The decoder layer is initialized with input parameters and components, such as a multi-head attention module for masking self-attention and cross-attention, a PositionWiseFeedForward module, a three-layer normalization module, and a dropout layer.

The forward method computes the decoder layer output by performing the following steps:

  1. Computes the masked self-attention output and adds it to the input tensor, followed by dropout and layer normalization.
  2. The cross-attention output between the decoder and encoder outputs is computed and added to the normalized masked self-attention output, followed by dropout and layer normalization.
  3. The position-wise feed-forward output is computed and combined with the normalized cross-attention output, followed by dropout and layer normalization.
  4. Return the processed tensor.

These operations enable the decoder to generate target sequences from the input and the encoder output.

Now, let's combine the encoder and decoder layers to create the full converter model.

8. Transformer model

Figure 5. The Transformer Network (Source: The picture comes from the original text)

Merge them all together:

class Transformer(nn.Module):
    def __init__(self, src_vocab_size, tgt_vocab_size, d_model, num_heads, num_layers, d_ff, max_seq_length, dropout):
        super(Transformer, self).__init__()
        self.encoder_embedding = nn.Embedding(src_vocab_size, d_model)
        self.decoder_embedding = nn.Embedding(tgt_vocab_size, d_model)
        self.positional_encoding = PositionalEncoding(d_model, max_seq_length)
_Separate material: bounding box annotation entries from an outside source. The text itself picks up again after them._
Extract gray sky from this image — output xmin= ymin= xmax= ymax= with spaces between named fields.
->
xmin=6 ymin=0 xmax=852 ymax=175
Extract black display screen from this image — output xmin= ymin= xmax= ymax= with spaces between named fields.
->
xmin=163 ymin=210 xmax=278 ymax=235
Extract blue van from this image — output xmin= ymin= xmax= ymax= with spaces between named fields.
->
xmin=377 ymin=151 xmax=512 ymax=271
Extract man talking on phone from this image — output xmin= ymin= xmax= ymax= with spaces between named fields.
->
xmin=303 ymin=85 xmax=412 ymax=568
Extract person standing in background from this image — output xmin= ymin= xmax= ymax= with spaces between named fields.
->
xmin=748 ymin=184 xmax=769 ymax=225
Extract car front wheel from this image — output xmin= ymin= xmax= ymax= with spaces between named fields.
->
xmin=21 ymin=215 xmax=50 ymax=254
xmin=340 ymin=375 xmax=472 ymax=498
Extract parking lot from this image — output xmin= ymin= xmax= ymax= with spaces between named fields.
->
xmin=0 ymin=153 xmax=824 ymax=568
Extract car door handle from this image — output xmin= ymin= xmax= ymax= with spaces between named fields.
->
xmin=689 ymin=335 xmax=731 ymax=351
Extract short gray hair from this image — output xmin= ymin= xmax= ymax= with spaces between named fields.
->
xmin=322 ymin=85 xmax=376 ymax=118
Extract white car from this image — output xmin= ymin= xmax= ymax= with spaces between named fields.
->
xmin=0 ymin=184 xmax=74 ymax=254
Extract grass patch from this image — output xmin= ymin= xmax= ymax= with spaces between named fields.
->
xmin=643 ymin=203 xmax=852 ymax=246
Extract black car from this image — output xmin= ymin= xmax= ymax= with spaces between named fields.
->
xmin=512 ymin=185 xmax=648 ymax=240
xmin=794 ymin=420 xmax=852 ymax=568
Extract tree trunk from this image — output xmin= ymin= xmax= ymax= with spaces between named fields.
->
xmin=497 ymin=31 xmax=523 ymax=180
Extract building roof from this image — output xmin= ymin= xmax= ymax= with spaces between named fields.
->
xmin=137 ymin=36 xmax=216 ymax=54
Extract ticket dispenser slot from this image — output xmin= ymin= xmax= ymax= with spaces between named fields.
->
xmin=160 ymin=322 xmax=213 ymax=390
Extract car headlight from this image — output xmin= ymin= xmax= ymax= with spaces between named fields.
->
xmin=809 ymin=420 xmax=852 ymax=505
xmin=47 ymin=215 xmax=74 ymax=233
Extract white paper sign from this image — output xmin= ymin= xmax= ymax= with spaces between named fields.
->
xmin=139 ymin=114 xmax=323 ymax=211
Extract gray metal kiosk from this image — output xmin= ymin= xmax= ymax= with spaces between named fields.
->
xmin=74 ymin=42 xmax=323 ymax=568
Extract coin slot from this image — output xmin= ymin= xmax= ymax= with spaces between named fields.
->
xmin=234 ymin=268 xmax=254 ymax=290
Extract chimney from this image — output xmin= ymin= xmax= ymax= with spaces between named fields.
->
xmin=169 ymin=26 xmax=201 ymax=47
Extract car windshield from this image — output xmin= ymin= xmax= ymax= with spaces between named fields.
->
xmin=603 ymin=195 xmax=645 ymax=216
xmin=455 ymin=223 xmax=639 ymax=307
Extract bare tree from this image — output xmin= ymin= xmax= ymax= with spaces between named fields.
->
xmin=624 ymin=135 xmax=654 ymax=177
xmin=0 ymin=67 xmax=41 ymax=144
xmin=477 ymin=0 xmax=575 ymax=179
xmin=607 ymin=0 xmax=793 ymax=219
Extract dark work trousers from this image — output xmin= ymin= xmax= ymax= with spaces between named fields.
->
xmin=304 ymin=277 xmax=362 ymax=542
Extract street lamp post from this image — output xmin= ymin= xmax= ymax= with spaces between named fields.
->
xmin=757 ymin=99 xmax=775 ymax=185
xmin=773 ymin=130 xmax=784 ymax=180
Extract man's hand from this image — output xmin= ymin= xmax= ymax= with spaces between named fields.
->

        self.encoder_layers = nn.ModuleList([EncoderLayer(d_model, num_heads, d_ff, dropout) for _ in range(num_layers)])
        self.decoder_layers = nn.ModuleList([DecoderLayer(d_model, num_heads, d_ff, dropout) for _ in range(num_layers)])

        self.fc = nn.Linear(d_model, tgt_vocab_size)
        self.dropout = nn.Dropout(dropout)

    def generate_mask(self, src, tgt):
        src_mask = (src != 0).unsqueeze(1).unsqueeze(2)
        tgt_mask = (tgt != 0).unsqueeze(1).unsqueeze(3)
        seq_length = tgt.size(1)
        nopeak_mask = (1 - torch.triu(torch.ones(1, seq_length, seq_length), diagonal=1)).bool()
        tgt_mask = tgt_mask & nopeak_mask
        return src_mask, tgt_mask

    def forward(self, src, tgt):
        src_mask, tgt_mask = self.generate_mask(src, tgt)
        src_embedded = self.dropout(self.positional_encoding(self.encoder_embedding(src)))
        tgt_embedded = self.dropout(self.positional_encoding(self.decoder_embedding(tgt)))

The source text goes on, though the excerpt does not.